Sweden jails Syrian over regime soldiers' execution
A Swedish court on Thursday sentenced a Syrian jihadist to life in prison for participating in a 2012 mass execution of seven regime soldiers in northwestern Syria.
As a member of an armed Islamist group, 46-year-old Haisam Omar Sakhanh took part in a May 2012 attack to capture the seven men and in their execution two days later, the Stockholm district court said in a statement.
He killed one of the soldiers with an assault rifle, it said.
In early 2013, Sakhanh left Syria and sought asylum in Sweden, where he was granted a residence permit.
The New York Times had in September 2013 published a video showing him participating in the execution of the soldiers, who were not identified.
Sakhanh, who was arrested in central Sweden in March last year, admitted being in the video but argued he was ordered to carry out the execution by his senior commanders and that a legitimate court had handed down the death sentence after a fair trial.

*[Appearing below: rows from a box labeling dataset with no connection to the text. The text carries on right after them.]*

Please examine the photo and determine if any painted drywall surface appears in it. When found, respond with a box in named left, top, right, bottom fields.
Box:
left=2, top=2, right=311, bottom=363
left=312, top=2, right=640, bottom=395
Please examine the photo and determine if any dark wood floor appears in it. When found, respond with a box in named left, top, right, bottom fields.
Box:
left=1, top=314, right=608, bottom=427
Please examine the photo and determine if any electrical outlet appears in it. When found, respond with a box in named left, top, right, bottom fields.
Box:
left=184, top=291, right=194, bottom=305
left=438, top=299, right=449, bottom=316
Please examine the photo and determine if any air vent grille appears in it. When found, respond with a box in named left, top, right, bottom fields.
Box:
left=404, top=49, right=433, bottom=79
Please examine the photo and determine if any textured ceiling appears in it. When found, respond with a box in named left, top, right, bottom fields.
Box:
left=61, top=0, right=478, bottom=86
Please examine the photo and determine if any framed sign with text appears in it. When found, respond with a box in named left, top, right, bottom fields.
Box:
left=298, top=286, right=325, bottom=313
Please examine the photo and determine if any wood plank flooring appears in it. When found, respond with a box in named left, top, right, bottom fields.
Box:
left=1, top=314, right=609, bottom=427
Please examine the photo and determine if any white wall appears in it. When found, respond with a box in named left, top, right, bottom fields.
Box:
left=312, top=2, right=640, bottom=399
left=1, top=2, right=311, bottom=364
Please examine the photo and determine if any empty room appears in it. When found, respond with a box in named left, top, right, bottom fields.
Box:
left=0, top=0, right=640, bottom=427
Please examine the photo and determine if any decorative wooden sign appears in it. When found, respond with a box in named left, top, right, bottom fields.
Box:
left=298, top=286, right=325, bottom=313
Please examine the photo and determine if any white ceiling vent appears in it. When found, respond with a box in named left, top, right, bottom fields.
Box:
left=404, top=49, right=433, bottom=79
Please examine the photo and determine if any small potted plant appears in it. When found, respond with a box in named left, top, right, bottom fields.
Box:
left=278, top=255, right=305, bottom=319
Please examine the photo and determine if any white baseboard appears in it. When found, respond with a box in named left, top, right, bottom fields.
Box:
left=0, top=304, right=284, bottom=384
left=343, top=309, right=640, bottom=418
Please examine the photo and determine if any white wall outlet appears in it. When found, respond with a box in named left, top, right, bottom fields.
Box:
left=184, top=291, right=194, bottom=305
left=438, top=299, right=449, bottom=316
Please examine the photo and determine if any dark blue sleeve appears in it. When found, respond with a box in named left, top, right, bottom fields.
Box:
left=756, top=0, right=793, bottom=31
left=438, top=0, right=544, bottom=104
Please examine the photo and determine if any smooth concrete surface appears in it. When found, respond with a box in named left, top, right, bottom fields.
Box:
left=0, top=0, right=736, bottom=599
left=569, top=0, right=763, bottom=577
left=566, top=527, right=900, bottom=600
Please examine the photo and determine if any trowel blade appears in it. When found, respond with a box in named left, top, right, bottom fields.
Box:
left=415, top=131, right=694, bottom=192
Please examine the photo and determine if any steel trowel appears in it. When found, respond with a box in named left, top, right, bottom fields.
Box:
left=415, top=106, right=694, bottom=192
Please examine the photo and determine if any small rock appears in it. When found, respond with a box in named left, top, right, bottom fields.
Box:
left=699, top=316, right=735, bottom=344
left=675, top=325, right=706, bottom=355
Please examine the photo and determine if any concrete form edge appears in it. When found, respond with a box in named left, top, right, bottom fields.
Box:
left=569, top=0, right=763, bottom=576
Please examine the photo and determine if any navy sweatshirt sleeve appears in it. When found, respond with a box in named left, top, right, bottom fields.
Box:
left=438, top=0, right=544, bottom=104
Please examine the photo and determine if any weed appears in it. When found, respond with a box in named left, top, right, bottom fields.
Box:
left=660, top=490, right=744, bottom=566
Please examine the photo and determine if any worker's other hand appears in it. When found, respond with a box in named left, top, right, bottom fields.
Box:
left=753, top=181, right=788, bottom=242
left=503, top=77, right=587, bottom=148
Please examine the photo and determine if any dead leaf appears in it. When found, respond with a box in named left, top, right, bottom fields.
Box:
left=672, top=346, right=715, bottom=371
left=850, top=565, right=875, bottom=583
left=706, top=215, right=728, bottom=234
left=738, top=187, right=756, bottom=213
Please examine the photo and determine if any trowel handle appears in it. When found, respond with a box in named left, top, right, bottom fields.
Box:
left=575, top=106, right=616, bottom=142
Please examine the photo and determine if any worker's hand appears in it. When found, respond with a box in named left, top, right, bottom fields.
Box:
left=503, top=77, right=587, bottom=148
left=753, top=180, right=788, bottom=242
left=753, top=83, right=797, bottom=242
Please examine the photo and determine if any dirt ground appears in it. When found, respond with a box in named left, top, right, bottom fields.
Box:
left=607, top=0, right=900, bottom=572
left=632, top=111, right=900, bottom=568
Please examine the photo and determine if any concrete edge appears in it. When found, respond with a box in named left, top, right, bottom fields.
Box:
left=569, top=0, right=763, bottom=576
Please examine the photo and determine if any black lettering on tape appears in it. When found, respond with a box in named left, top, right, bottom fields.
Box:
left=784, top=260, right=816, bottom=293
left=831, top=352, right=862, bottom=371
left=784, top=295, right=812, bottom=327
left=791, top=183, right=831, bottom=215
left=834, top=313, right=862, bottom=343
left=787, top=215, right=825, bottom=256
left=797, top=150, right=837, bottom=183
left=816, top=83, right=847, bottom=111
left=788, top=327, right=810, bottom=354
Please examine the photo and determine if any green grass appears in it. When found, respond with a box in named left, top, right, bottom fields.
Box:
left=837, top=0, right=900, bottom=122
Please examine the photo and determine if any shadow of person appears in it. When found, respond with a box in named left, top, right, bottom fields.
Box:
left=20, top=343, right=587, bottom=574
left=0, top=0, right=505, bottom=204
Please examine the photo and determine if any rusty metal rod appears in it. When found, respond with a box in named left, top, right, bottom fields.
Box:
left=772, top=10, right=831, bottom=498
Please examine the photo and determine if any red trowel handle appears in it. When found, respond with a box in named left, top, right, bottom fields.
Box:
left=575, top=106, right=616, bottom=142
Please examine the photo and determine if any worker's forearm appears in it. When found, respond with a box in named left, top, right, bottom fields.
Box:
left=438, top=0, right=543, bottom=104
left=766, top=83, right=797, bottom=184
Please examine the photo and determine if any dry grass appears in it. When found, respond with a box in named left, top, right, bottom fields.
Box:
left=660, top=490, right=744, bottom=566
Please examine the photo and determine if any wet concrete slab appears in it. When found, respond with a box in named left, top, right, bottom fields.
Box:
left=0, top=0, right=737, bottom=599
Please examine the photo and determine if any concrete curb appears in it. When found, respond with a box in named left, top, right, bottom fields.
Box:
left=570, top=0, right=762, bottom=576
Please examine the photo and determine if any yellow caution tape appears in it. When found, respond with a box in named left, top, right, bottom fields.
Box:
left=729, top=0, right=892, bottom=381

The Stockholm court rejected his claim of a legitimate trial, and said his actions were "a violation of international humanitarian law" and "a serious crime against the law of nations."
"In this case it has been proven that less than two days passed between the capturing of the soldiers and the execution," the court said.
It said the soldiers had "been executed under particularly cruel circumstances". The victims had been forced to kneel and several of them had their hands tied behind their backs.
"The victims had substantial injuries after having been subjected to grievous bodily harm and entirely lacked the ability to defend themselves," the court said.
Before fighting in Syria, Sakhanh spent 10 years in Italy working as an electrician in Milan, according to Italian media.
Sakhanh was arrested in February 2012 in Rome for violent behaviour during a protest against President Bashar al-Assad outside the Syrian embassy in the Italian capital but did not attend his trial the following month.
In August, Sweden sentenced another Syrian man to eight years in prison for war crimes.